By Matt Thrower 14 Dec 2016 0

Rhode Island is pretty small by the standards of mainland America. Indeed on the map of 1775: Rebellion it's smaller than the tip of my little finger. So small, in fact, that it's almost obscured by the presence of any units there whatsoever. Let alone the three British Regulars and two Loyalist militia I wanted to fit in there during my first game. So, obviously, I put two fingers on the screen and pulled them apart to zoom in and select the province. When nothing happened, I presumed I was at fault rather than the game. That's how universal and instinctive that touchscreen gesture has become.


It turned out it was the game after all. The programmers had forgotten to put in the feature when porting from the PC version, which received reasonable reviews. It's fixed now, but it gave me an immediately bad impression of the app. What is, in fact, quite a minor issue thrown up by a rushed port made me want to delete the game and go play something else.

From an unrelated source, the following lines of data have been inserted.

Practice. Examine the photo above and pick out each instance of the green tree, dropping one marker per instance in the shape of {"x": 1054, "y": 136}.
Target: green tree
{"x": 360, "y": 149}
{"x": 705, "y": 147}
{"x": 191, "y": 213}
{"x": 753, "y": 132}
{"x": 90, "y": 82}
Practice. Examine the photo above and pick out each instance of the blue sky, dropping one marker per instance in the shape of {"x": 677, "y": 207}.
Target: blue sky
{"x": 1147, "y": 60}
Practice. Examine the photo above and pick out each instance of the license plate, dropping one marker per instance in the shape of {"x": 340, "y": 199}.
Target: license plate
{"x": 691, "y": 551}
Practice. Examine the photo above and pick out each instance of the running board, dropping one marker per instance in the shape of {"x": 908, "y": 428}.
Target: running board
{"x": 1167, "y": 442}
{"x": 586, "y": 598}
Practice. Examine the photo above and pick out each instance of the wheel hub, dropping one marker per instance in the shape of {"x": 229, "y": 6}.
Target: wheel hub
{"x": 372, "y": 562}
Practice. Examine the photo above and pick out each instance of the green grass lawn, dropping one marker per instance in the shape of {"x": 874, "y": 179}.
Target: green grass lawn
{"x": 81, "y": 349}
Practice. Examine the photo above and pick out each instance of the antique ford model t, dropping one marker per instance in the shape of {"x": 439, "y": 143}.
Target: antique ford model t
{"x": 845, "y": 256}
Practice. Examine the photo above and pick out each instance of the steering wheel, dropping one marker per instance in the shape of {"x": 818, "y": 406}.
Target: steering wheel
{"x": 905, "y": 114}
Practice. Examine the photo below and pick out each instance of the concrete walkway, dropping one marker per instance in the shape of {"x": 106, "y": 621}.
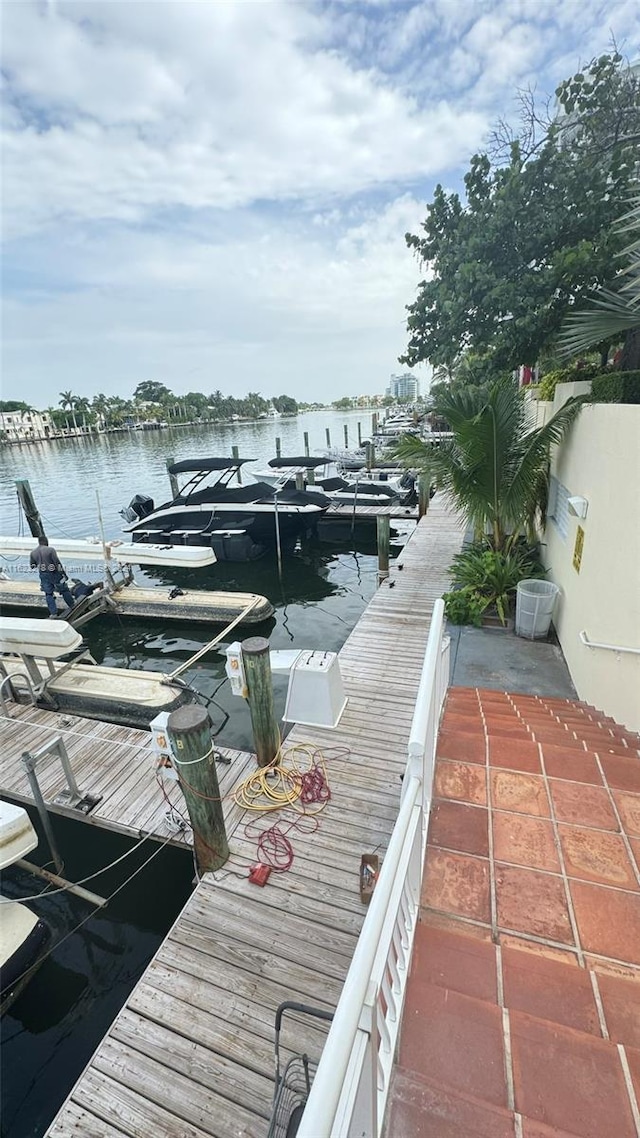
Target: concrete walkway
{"x": 523, "y": 1007}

What this illustrates is how used we've become to the fundamental usability of playing on a touchscreen. When I watch my kids playing with a keyboard and mouse they fumble, confused. It took my eldest months to master the WASD controls in Portal. Yet both of them could use a touchscreen with considerable precision by the time they went to preschool. This immediate, tactile nature is what makes mobile gaming such a delight. It's also why making even minor errors in this space can ruin a game.

Sadly, there are few better examples of this than 1775. The animations were too slow. There's a confusing hint system that looks like a tutorial but isn't. The game engine sometimes decided to hide the numeric counters showing the number of armies in each territory. Dice rolling across the screen would sometimes disappear underneath the results frame around them. As someone with some programming experience myself, I'm not going to suggest these would be simple to fix. But they're "soft" errors, mistakes in the interface easily overlooked once the "hard" work of encoding the rules, network play and an AI have been completed.

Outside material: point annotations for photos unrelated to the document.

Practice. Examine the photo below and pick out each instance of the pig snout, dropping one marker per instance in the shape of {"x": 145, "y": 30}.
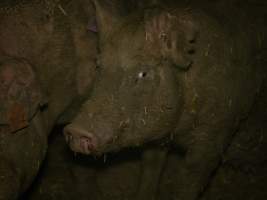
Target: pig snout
{"x": 80, "y": 140}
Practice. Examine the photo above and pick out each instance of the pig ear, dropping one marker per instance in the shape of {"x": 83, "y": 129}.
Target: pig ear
{"x": 107, "y": 17}
{"x": 176, "y": 36}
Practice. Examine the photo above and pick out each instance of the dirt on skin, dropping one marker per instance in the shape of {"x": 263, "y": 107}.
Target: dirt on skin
{"x": 241, "y": 176}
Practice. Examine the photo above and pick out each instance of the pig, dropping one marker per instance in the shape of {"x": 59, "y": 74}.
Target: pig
{"x": 173, "y": 73}
{"x": 46, "y": 48}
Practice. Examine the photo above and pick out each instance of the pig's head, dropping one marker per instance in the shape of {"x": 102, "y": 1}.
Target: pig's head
{"x": 137, "y": 97}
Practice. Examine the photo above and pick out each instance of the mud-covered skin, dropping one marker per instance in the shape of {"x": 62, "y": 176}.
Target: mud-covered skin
{"x": 45, "y": 37}
{"x": 178, "y": 72}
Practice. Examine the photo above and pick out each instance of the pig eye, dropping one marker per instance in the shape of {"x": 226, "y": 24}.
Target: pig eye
{"x": 142, "y": 75}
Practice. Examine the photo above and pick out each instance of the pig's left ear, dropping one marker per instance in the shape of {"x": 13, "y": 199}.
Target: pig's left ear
{"x": 107, "y": 17}
{"x": 175, "y": 35}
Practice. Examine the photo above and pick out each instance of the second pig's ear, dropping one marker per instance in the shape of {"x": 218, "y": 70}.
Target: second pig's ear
{"x": 174, "y": 34}
{"x": 107, "y": 17}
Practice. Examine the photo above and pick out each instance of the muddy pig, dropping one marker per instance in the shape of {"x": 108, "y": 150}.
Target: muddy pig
{"x": 46, "y": 48}
{"x": 172, "y": 71}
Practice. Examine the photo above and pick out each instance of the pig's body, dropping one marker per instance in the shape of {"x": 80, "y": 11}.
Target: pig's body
{"x": 45, "y": 50}
{"x": 176, "y": 72}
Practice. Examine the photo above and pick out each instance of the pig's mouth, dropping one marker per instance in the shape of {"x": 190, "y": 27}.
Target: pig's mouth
{"x": 80, "y": 141}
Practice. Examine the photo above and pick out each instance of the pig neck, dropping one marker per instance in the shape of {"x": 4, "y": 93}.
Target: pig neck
{"x": 58, "y": 96}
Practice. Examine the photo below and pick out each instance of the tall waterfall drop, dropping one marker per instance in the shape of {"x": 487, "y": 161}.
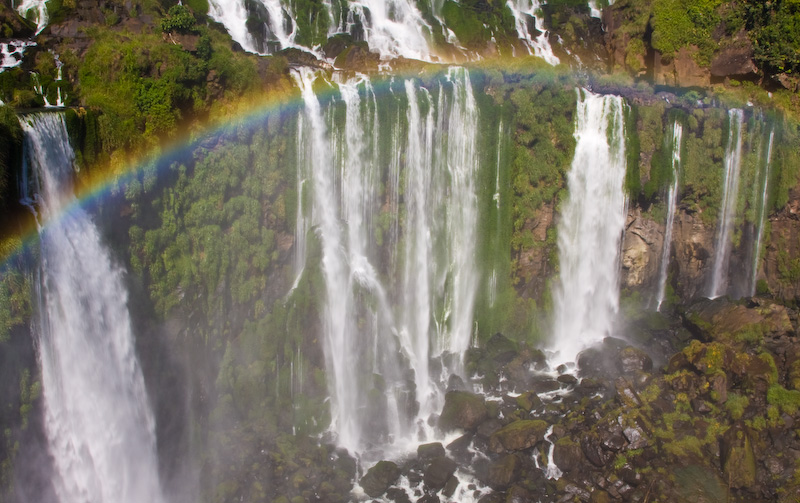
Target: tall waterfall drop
{"x": 589, "y": 232}
{"x": 727, "y": 211}
{"x": 381, "y": 334}
{"x": 762, "y": 213}
{"x": 672, "y": 202}
{"x": 98, "y": 421}
{"x": 523, "y": 10}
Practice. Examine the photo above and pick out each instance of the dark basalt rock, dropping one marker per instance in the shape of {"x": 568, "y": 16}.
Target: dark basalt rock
{"x": 518, "y": 435}
{"x": 426, "y": 452}
{"x": 567, "y": 454}
{"x": 737, "y": 458}
{"x": 631, "y": 360}
{"x": 504, "y": 472}
{"x": 439, "y": 472}
{"x": 379, "y": 478}
{"x": 462, "y": 410}
{"x": 501, "y": 349}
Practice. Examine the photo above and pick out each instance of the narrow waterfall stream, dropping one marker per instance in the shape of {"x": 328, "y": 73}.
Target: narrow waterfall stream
{"x": 727, "y": 212}
{"x": 382, "y": 327}
{"x": 586, "y": 297}
{"x": 672, "y": 202}
{"x": 523, "y": 11}
{"x": 762, "y": 213}
{"x": 98, "y": 420}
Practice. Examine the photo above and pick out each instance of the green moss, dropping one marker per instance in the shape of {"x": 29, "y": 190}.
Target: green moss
{"x": 788, "y": 401}
{"x": 736, "y": 405}
{"x": 684, "y": 23}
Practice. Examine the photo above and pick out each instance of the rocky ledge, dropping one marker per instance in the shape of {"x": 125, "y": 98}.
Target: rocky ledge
{"x": 713, "y": 420}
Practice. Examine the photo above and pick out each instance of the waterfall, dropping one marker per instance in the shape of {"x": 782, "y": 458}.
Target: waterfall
{"x": 672, "y": 202}
{"x": 98, "y": 421}
{"x": 394, "y": 28}
{"x": 523, "y": 10}
{"x": 727, "y": 210}
{"x": 590, "y": 229}
{"x": 232, "y": 14}
{"x": 381, "y": 332}
{"x": 39, "y": 8}
{"x": 762, "y": 214}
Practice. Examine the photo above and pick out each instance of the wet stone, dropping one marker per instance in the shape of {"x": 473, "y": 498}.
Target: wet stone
{"x": 438, "y": 472}
{"x": 429, "y": 451}
{"x": 378, "y": 478}
{"x": 567, "y": 379}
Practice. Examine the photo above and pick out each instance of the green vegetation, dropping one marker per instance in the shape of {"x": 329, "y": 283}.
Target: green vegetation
{"x": 685, "y": 23}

Again, from my modicum of programming experience, I can attest that this is standard fare. Programmers like to cut code against problems with easily definable success and fail states. It comes with the mindset. Solving issues around the interface, where things are as much down to personal taste as to written rules, requires a lot more tinkering. A lot of incremental adjustments and touchy-feely calls on whether one approach "feels" better than another. It's repetitive and frustrating. It's also absolutely vital.

Everyone that's reviewed 1775 on mobile, from our own Nick Vigdahl to strangers on the app store, have commented on how poor the interface is. If you can't get past the interface, it doesn't matter how well the app enforces the game rules or how much of a challenge it puts up. You'll never get that far. Like me, you'll get frustrated and feel like reaching for the delete icon after five minutes of play. We expect everything to come packaged now: a tutorial to lean the game and an instinctive, usable interface.

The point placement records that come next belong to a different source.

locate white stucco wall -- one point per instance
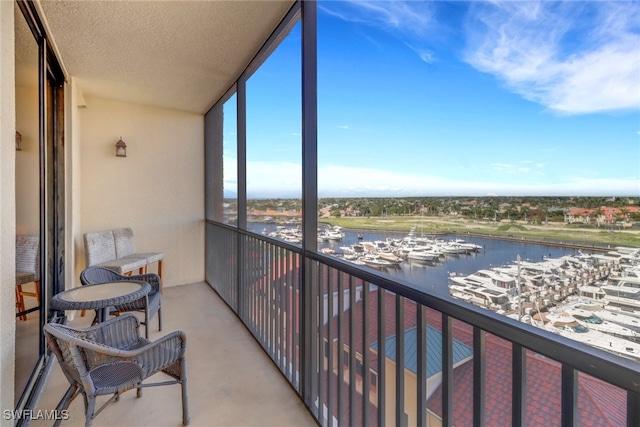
(157, 190)
(7, 208)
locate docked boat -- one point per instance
(422, 254)
(593, 321)
(600, 309)
(567, 326)
(623, 294)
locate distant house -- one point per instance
(602, 216)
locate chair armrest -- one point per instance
(151, 278)
(150, 357)
(161, 353)
(120, 332)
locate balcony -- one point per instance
(231, 382)
(469, 366)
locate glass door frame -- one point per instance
(51, 194)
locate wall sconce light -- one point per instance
(121, 148)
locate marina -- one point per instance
(589, 297)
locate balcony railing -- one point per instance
(363, 349)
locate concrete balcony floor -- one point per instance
(231, 382)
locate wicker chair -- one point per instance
(95, 275)
(111, 358)
(27, 271)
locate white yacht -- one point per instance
(623, 293)
(591, 320)
(569, 327)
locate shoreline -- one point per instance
(588, 239)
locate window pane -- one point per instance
(274, 154)
(230, 161)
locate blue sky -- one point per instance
(456, 99)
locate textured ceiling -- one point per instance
(175, 54)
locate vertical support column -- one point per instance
(309, 127)
(421, 383)
(519, 381)
(309, 192)
(569, 395)
(479, 376)
(447, 370)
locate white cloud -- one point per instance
(533, 49)
(266, 180)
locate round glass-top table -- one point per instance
(101, 296)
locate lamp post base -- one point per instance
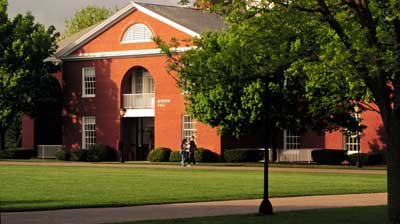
(266, 207)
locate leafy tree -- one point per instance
(85, 18)
(218, 6)
(335, 55)
(24, 73)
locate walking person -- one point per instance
(192, 149)
(184, 152)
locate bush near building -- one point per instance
(175, 156)
(328, 156)
(243, 155)
(366, 159)
(18, 153)
(206, 155)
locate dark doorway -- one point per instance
(137, 137)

Some may say that's a step backwards. That it's too much baby-sitting or hand-holding if you want to play a detailed game. There are still a few monster wargames that come with game manuals that need to be properly read and ingested before effective play. But outside of that sphere, we need to be realistic. Those of you who, like me, remember when strategy games came in boxes with paper manuals be honest: how many did you actually read? Very few, I'll wager. I certainly didn't.


Behind these issues there looms a larger monster. The combination of easily delivered patches and ever harder release deadlines has lead to a culture where it's seen as okay to push out half-finished releases followed by an early patch. This runs the risk of disappointment for the consumer and a bad reputation for the developer. Yet that may be a small price to pay for the ability to carry on improving games after release. Paradox, for instance, has secured a name for itself as a studio that vastly improves games over the long run which helped to blunt some initial criticism of . Perhaps it's time that consumers and critics alike stepped back and started to take a longer view of what constitutes quality in a game.